Key Fact: Coal Plants Average A 56% Capacity Factor And That Surprising Fact Has Major Implications

A common misperception is that coal plants operate around the clock at maximum output and so have high capacity factors of 90% or more.  While the perception that coal plants have high capacity factors is common, the facts are quite different.

Coal plants across the United States had an average capacity factor of just 56% in 2012.
http://www.eia.gov/todayinenergy/detail.cfm?id=15031.

Why is the average capacity factor of coal plants well below 90%?  Forced or unplanned outages, scheduled maintenance outages, and economics.

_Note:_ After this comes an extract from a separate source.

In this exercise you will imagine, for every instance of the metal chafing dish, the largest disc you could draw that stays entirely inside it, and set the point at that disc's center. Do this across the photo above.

Coal plants often do not run, because their operating or production costs are more expensive than alternative sources of generation--wind, solar, nuclear, geothermal, and natural gas in 2012, when spot natural gas prices averaged an incredibly low $2.77 per thousand cubic feet.

As EIA reports, the capacity factor of the 10,214 megawatts of coal plants that were retired in 2012 averaged just 35%. The coal plants that run least are the ones that are the oldest, smallest, and highest production cost.

As the least competitive plants retire, the average capacity factor of the remaining coal fleet will marginally improve.  Rising natural gas prices almost certainly lead to higher coal plant capacity factors in 2013 and 2014, as coal plants displaced natural gas generation to a degree.

Paradoxically, even though about 20% of the coal fleet will retire in the next few years, coal consumption may well not fall and could even increase, as the capacity factors of the remaining coal plants could rise.  Simply put, in the next 5 years, America will have fewer coal plants, but the remaining plants may well run more.